その後、お告げはシャルロットの捏造だったことが判明した。
リーナの聖痕を見た瞬間、王太子妃の座も聖女の座もすべて奪われるのではないかと不安になったと。
さらに辺境に行けとリーナに言われたことに腹を立て、自分が行かずにすむ方法を考えたと自白。
教皇と王太子から正式に謝罪され、リーナが聖痕を持つ正式な聖女であることが国中に発表された。
『虐げられ聖痕聖女は、やり直しの人生を推しに捧げます』
推しのためなら埋められてもかまわない!
そう決意したはずなのに、リーナは誕生日を過ぎても生きている自分が不思議だった。
さらに不思議なのは、二度目の人生に戻ってから半年を過ぎてもこの辺境が呪われた土地に侵攻されることもなく、もちろん推しの辺境伯ルシアンも無事なこと。
あのとき教皇立ち合いのもと結婚したリーナは、そのままルシアンの妻に。
毎月アウルム・ヒルに通っているが、一年経っても二年経っても、子どもが生まれても、呪われた土地が侵攻してくることはなかった。

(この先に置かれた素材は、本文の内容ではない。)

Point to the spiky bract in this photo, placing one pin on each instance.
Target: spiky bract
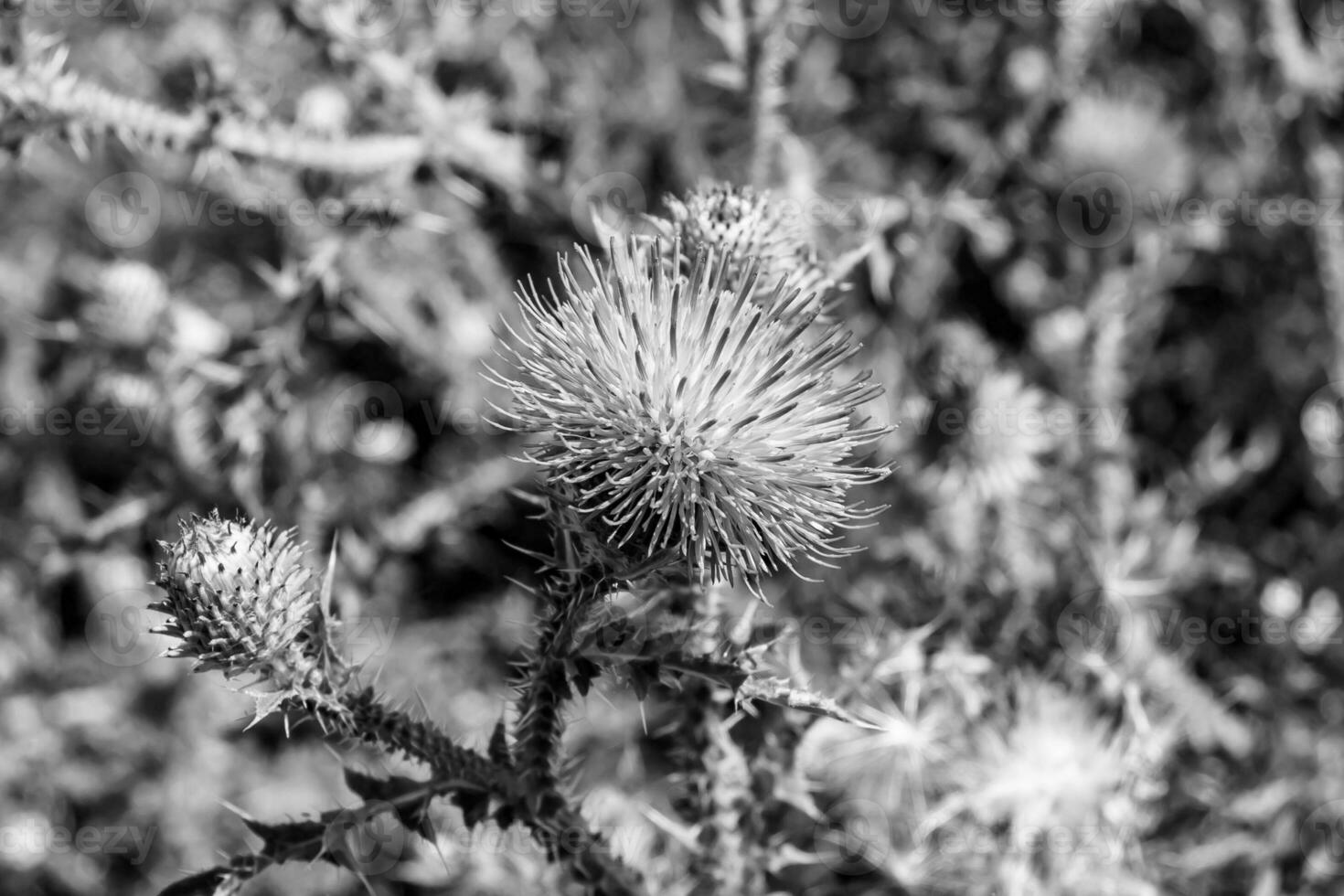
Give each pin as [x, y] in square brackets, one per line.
[686, 420]
[240, 598]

リーナの祈りのおかげか、辺境はどの地域よりも豊かな領地に。
今日も推しがカッコよすぎます!!
リーナは推しのルシアンと、新しく推しになった息子のラキアを木の陰から見つめながら「幸せだなぁ」と呑気に呟いた。
多くの作品の中から見つけてくださってありがとうございます。